I am of the opinion that it may fairly be contended that under the provisions of this section any soldier whose faculties of mind or body have become impaired by accident, disease, or age, irrespective of his service in the Army as a cause, and who by his labor only is left incapable of gaining the fair support he might with unimpaired powers have provided for himself, and who is not so well endowed with this world’s goods as to live without work, may claim to participate in its bounty; that it is not required that he should be without property, but only that labor should be necessary to his support in some degree; nor is it required that he should be now receiving support from others.

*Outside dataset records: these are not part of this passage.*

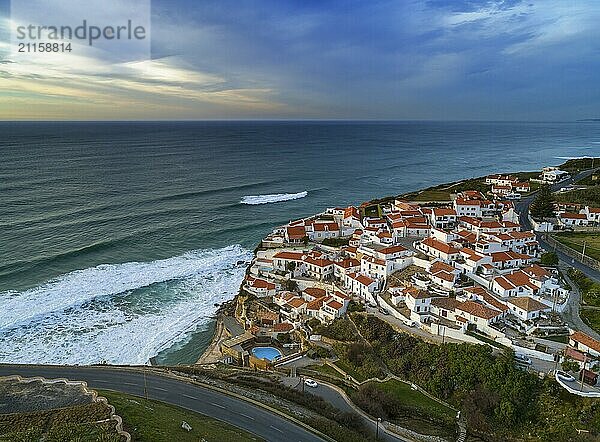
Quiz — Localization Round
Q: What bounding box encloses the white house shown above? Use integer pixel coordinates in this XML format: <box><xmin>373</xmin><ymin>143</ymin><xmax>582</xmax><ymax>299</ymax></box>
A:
<box><xmin>415</xmin><ymin>237</ymin><xmax>460</xmax><ymax>263</ymax></box>
<box><xmin>507</xmin><ymin>296</ymin><xmax>552</xmax><ymax>321</ymax></box>
<box><xmin>541</xmin><ymin>167</ymin><xmax>569</xmax><ymax>183</ymax></box>
<box><xmin>558</xmin><ymin>212</ymin><xmax>589</xmax><ymax>227</ymax></box>
<box><xmin>491</xmin><ymin>270</ymin><xmax>539</xmax><ymax>298</ymax></box>
<box><xmin>569</xmin><ymin>331</ymin><xmax>600</xmax><ymax>358</ymax></box>
<box><xmin>344</xmin><ymin>273</ymin><xmax>377</xmax><ymax>303</ymax></box>
<box><xmin>579</xmin><ymin>206</ymin><xmax>600</xmax><ymax>224</ymax></box>
<box><xmin>244</xmin><ymin>275</ymin><xmax>276</xmax><ymax>298</ymax></box>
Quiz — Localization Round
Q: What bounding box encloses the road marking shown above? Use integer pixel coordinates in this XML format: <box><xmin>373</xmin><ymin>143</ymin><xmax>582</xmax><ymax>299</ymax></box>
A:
<box><xmin>210</xmin><ymin>402</ymin><xmax>226</xmax><ymax>410</ymax></box>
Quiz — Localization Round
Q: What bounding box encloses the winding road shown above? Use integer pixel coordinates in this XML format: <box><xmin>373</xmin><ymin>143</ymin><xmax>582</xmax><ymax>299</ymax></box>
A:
<box><xmin>0</xmin><ymin>364</ymin><xmax>323</xmax><ymax>442</ymax></box>
<box><xmin>515</xmin><ymin>169</ymin><xmax>600</xmax><ymax>340</ymax></box>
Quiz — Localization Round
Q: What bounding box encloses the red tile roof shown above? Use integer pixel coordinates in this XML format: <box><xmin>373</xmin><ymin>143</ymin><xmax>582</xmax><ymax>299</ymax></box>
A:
<box><xmin>570</xmin><ymin>332</ymin><xmax>600</xmax><ymax>352</ymax></box>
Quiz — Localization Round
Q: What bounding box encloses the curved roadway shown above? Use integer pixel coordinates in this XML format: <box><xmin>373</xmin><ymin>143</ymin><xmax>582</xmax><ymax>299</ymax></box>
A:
<box><xmin>0</xmin><ymin>365</ymin><xmax>323</xmax><ymax>442</ymax></box>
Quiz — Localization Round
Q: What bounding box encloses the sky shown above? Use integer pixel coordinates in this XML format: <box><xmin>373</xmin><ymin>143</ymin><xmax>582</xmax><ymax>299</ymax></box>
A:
<box><xmin>0</xmin><ymin>0</ymin><xmax>600</xmax><ymax>121</ymax></box>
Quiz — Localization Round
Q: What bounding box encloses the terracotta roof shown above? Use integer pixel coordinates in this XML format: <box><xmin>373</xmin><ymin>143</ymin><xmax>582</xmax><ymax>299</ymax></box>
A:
<box><xmin>421</xmin><ymin>237</ymin><xmax>459</xmax><ymax>255</ymax></box>
<box><xmin>304</xmin><ymin>287</ymin><xmax>327</xmax><ymax>298</ymax></box>
<box><xmin>570</xmin><ymin>332</ymin><xmax>600</xmax><ymax>352</ymax></box>
<box><xmin>456</xmin><ymin>301</ymin><xmax>501</xmax><ymax>319</ymax></box>
<box><xmin>313</xmin><ymin>222</ymin><xmax>340</xmax><ymax>232</ymax></box>
<box><xmin>355</xmin><ymin>275</ymin><xmax>375</xmax><ymax>286</ymax></box>
<box><xmin>327</xmin><ymin>300</ymin><xmax>343</xmax><ymax>310</ymax></box>
<box><xmin>246</xmin><ymin>275</ymin><xmax>275</xmax><ymax>290</ymax></box>
<box><xmin>559</xmin><ymin>212</ymin><xmax>587</xmax><ymax>219</ymax></box>
<box><xmin>432</xmin><ymin>270</ymin><xmax>456</xmax><ymax>282</ymax></box>
<box><xmin>431</xmin><ymin>298</ymin><xmax>459</xmax><ymax>311</ymax></box>
<box><xmin>273</xmin><ymin>322</ymin><xmax>294</xmax><ymax>332</ymax></box>
<box><xmin>429</xmin><ymin>261</ymin><xmax>456</xmax><ymax>273</ymax></box>
<box><xmin>433</xmin><ymin>207</ymin><xmax>456</xmax><ymax>216</ymax></box>
<box><xmin>273</xmin><ymin>252</ymin><xmax>303</xmax><ymax>261</ymax></box>
<box><xmin>304</xmin><ymin>256</ymin><xmax>333</xmax><ymax>267</ymax></box>
<box><xmin>508</xmin><ymin>296</ymin><xmax>550</xmax><ymax>312</ymax></box>
<box><xmin>406</xmin><ymin>287</ymin><xmax>433</xmax><ymax>299</ymax></box>
<box><xmin>522</xmin><ymin>264</ymin><xmax>550</xmax><ymax>279</ymax></box>
<box><xmin>288</xmin><ymin>298</ymin><xmax>306</xmax><ymax>308</ymax></box>
<box><xmin>286</xmin><ymin>226</ymin><xmax>306</xmax><ymax>239</ymax></box>
<box><xmin>306</xmin><ymin>298</ymin><xmax>323</xmax><ymax>310</ymax></box>
<box><xmin>379</xmin><ymin>245</ymin><xmax>408</xmax><ymax>255</ymax></box>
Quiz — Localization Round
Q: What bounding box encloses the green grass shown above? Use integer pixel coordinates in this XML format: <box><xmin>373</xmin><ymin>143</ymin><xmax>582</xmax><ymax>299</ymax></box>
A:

Believing this to be the proper interpretation of the bill, I can not but remember that the soldiers of our Civil War in their pay and bounty received such compensation for military service as has never been received by soldiers before since mankind first went to war; that never before on behalf of any soldiery have so many and such generous laws been passed to relieve against the incidents of war; that statutes have been passed giving them a preference in all public employments; that the really needy and homeless Union soldiers of the rebellion have been to a large extent provided for at soldiers’ homes, instituted and supported by the Government, where they are maintained together, free from the sense of degradation which attaches to the usual support of charity; and that never before in the history of the country has it been proposed to render Government aid toward the support of any of its soldiers based alone upon a military service so recent, and where age and circumstances appeared so little to demand such aid.
Hitherto such relief has been granted to surviving soldiers few in number, venerable in age, after a long lapse of time since their military service, and as a parting benefaction tendered by a grateful people.